Table 3: Experiments conducted on dataset 1


Table 4: Experiments conducted on dataset 2



Figure 10: Comparison of total time spent by different algorithms

5  Conclusion and Outlook

In this paper, we proposed a fast sentiment analysis algorithm, called FAST-BiLSTM, to solve the problems on sentiment analysis. Our algorithm is carried out by fusing the FastText and Bi-LSTM models. First of all, FastText has a fast speed for linear fitting and can generate pre-trained word vectors as a by-product. Secondly, Bi-LSTM uses the generated word vectors for training and then merges with FastText to make comprehensive sentiment analysis. Compared with the traditional word2vec methods, it has an obvious advantage in time efficiency. In order to demonstrate the performance of FAST-BiLSTM, we compare our algorithm with five commonly used algorithms on two datasets in different fields. The results manifest that the time efficiency of the algorithm is improved more than 30%, and FAST-BiLSTM can sufficiently extract contextual semantic information from texts, it is superior to other algorithms in accuracy, recall and F1 score. Moreover, our experimental results indicate that FAST-BiLSTM has achieved considerable performance in text sentiment analysis tasks at a low computational cost, and it is invaluable for practical application.

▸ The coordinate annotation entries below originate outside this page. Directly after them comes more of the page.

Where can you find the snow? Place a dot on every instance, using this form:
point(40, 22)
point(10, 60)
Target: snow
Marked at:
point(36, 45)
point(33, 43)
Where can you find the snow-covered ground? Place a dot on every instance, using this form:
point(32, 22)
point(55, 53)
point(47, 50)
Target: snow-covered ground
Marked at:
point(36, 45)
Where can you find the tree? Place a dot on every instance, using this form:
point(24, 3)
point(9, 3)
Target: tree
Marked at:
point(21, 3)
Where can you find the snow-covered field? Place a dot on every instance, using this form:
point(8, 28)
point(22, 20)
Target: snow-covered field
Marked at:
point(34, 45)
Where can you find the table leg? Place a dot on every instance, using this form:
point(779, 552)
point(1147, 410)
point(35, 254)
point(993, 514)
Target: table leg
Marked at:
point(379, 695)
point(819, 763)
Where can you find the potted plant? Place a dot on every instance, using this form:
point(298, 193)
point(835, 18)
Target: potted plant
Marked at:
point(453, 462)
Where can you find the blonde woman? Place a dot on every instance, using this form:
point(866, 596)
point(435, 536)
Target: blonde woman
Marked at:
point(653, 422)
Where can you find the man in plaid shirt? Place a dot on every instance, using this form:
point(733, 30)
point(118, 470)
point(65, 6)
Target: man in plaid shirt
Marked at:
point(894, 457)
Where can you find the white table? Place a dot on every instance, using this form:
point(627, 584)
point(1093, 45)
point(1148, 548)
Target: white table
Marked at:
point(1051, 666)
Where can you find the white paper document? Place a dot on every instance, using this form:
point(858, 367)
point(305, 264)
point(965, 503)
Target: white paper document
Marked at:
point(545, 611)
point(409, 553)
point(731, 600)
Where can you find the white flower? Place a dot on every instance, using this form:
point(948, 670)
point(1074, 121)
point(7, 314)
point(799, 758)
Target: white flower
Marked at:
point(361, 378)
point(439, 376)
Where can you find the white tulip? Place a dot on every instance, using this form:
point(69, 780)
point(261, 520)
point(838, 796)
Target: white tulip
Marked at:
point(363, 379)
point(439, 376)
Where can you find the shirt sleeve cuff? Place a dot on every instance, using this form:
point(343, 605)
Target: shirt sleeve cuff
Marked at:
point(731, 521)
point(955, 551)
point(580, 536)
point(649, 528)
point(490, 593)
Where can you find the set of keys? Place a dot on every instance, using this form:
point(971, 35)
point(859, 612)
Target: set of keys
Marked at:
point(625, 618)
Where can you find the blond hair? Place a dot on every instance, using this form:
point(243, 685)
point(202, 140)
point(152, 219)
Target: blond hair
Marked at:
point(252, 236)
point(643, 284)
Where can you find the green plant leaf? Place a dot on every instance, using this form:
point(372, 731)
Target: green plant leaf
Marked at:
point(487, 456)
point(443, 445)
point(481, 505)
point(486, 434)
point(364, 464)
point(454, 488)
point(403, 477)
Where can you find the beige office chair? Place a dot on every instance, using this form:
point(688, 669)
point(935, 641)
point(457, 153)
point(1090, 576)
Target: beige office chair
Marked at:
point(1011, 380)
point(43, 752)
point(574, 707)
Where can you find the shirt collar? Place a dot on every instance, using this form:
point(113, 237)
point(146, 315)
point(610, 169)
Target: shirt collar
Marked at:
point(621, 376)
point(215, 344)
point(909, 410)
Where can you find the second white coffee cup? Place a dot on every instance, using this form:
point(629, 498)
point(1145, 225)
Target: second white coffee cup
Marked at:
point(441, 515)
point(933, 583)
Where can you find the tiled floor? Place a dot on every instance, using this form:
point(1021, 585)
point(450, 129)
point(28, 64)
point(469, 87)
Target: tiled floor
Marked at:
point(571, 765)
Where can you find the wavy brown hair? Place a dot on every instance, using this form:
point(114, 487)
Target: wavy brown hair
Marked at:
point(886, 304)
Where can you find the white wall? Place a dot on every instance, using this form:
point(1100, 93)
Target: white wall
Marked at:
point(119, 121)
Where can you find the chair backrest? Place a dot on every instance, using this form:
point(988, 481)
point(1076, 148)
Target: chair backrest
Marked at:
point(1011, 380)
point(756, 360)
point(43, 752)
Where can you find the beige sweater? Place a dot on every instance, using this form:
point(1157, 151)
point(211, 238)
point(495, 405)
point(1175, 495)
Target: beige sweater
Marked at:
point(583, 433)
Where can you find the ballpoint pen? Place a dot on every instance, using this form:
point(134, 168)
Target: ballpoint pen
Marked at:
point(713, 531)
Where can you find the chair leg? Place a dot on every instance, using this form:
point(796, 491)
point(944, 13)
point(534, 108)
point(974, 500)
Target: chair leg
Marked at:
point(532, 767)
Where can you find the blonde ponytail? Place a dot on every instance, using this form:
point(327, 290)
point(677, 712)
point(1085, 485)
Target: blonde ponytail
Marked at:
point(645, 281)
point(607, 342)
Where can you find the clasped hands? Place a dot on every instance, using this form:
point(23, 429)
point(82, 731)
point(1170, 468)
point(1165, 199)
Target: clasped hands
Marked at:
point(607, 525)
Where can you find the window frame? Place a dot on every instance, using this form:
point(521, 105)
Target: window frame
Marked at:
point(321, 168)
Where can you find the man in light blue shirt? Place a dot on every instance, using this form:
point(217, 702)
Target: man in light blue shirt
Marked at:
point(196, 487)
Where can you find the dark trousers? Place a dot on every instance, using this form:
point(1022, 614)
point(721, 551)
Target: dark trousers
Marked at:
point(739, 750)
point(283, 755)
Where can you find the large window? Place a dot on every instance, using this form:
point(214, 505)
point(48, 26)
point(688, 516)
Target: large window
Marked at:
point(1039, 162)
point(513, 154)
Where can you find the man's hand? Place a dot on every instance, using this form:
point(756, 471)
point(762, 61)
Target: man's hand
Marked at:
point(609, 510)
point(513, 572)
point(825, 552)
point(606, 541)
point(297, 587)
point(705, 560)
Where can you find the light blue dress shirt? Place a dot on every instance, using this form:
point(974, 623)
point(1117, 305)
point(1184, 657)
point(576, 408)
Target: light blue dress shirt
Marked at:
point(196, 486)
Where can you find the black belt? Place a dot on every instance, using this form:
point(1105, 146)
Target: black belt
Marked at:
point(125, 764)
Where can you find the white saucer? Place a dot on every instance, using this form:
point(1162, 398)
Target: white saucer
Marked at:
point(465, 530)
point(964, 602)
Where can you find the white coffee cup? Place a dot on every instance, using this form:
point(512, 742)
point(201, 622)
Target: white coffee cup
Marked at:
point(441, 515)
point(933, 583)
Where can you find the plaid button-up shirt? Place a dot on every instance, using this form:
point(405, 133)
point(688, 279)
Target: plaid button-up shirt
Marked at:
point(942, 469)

Despite the overall performance of FAST-BiLSTM is good and the time efficiency is improved especially, the classification performance can further be improved greatly. The subsequent research will focus on how to improve the classification performance. On the other hand, it will also focus on applying the algorithm to a wider range of fields, such as students’ sentiment analysis, online public opinion analysis, etc.

Funding Statement: This work is supported by the National Science Foundation of China (No. 61771140), the 2017 Natural Science Foundation of Fujian Provincial Science & Technology Department (No. 2018J01560) and the 2016 Fujian Education and Scientific Research Project for Young and Middle-aged Teachers (JAT170522).

Conflicts of Interest: The authors declare that they have no conflicts of interest to report regarding the present study.